In the 90s, there was a cornucopia of food themed movies which caused critics to breathlessly report that the food itself is a “character.” I’ve always thought this cheap bit of rhetoric that teetered on the scatological since, as far as character arcs go, digestion makes food’s second act unpalatable.

Among these flicks were Like Water for Chocolate, Big Night, Chocolat and Eat Drink Man Woman, in which food and it’s preparation and consumption somehow empowers or restores characters and renews their appreciation of a sensual life. Even a film like Scorsese’s own Goodfellas, a hard-boiled gangster picture, takes a snack break for an unforgettable scene of mobsters prepping dinner in prison. The sight of Paul Sorvino meticulously slicing a clove of garlic with a razor blade remains, in my mind, an indelible depiction of “food porn.” In fact, that scene is to food porn what Deep Throat is to real porn – iconic, seminal and hard to swallow whole.

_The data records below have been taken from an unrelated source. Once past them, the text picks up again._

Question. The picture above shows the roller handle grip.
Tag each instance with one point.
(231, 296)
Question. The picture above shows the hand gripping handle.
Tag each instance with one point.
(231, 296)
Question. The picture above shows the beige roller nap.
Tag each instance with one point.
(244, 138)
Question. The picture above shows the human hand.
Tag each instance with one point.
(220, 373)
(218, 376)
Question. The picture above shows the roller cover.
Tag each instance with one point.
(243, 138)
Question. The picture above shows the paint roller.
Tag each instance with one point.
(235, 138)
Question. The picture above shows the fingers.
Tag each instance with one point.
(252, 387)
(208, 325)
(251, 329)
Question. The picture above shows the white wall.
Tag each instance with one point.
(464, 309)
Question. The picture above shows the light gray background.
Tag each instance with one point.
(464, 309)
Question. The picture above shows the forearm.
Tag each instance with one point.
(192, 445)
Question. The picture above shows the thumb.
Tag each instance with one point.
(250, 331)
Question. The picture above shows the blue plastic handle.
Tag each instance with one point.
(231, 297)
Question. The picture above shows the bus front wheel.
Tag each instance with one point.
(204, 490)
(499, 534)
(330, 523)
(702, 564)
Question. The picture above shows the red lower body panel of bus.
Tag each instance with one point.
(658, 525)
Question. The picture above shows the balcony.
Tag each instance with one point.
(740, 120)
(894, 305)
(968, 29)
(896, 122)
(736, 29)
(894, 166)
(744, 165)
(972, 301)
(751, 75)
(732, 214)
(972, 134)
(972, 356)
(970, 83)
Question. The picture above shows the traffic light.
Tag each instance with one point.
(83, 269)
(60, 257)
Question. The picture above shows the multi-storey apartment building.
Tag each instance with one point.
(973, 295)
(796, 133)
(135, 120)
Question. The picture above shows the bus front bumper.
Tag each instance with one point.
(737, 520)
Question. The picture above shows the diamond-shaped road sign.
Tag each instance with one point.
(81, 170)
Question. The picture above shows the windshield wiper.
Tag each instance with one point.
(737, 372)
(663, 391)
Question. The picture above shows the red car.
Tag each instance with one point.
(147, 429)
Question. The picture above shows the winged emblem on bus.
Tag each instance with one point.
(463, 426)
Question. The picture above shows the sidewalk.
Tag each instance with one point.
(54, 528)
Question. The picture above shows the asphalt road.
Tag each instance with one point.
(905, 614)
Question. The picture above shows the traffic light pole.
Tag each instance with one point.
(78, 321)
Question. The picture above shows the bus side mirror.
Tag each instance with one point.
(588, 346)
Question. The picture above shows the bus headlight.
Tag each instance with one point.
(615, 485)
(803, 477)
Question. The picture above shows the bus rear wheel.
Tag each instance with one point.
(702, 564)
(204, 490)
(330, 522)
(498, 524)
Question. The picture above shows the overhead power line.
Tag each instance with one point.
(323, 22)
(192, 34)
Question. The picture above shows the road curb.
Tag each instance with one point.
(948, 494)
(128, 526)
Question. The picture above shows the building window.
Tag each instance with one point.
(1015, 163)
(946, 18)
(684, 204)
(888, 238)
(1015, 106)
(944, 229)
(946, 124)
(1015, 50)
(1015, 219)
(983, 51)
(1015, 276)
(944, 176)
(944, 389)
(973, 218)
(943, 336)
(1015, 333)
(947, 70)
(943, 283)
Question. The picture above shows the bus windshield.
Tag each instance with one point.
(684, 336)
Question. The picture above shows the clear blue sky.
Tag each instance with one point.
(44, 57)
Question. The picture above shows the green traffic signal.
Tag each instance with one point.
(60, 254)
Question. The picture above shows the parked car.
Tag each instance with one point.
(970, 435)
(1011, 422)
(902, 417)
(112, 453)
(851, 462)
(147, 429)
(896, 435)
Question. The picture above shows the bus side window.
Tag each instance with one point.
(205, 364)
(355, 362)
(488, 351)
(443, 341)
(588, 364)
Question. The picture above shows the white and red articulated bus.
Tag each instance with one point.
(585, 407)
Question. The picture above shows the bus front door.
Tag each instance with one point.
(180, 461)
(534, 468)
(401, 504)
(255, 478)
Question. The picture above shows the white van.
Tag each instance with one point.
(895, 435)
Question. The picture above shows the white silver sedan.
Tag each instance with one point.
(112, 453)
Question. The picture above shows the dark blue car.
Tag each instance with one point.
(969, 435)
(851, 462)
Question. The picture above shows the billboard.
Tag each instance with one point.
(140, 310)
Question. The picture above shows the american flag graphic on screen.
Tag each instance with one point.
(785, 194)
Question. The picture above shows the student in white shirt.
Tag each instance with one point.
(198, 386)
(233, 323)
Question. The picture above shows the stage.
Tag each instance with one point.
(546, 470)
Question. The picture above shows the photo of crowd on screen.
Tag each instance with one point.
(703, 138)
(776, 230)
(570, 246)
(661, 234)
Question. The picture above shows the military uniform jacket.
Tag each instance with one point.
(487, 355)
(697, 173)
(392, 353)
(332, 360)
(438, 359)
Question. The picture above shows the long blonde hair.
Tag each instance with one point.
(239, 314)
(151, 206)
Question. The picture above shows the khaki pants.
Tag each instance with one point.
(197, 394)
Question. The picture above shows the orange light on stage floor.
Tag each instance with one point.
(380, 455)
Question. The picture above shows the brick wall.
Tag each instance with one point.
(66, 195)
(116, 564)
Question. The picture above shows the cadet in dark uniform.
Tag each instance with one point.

Movie Theater Food Will Kill You

Then, sometime in the early part of the new century, food movies became issue-driven. It’s as if the glut of the 90s bloated into guilt and paranoia that could only be purged with endless courses of food-anxiety flicks. Perhaps you’ve seen Food, Inc., Forks Over Knives, Food Matters, King Corn, The Future of Food, or Super-Size Me and, like me, decided that it’s better to chance starving to death than eating anything commercially available for consumption. Until you got hungry. And if you got hungry in a movie theater, you’d understand that there was nothing safe to ingest except for the $6 bottle of water, which you can only hope isn’t contaminated.

You can tell you’re watching one of these films if author and activist Michael Pollan shows up to sagely decry the evils of processed foods. Of course, it’s not the foods but the military-like industrial complex that makes them, which is somehow seeing to “our interests” in both the Middle East and the Midwest simultaneously. Some marketers might have you believe that if we don’t guzzle all the high-fructose corn syrup they’ve overproduced, the terrorists win. What no one seems to discuss that this is precisely why they will win. Keeping a nation fat, dumb and happy is as good a plot as any. I know this because I watch a lot of movies.

Perhaps the best way to enjoy a film is not by pairing it with chow but with wine. This is why I applaud the efforts of Sonoma’s own Sebastiani Theatre, which offers wine during its special events like their Vintage Film Series (an eclectic tour of cinematic gems programmed by the Sebastiani Theatre Foundation). I’ll happily take a glass of wine over a quarter pound of frozen cookie dough bites or 1400 calories of nachos. Thanks to Hollywood, there’s enough cheese on screen already.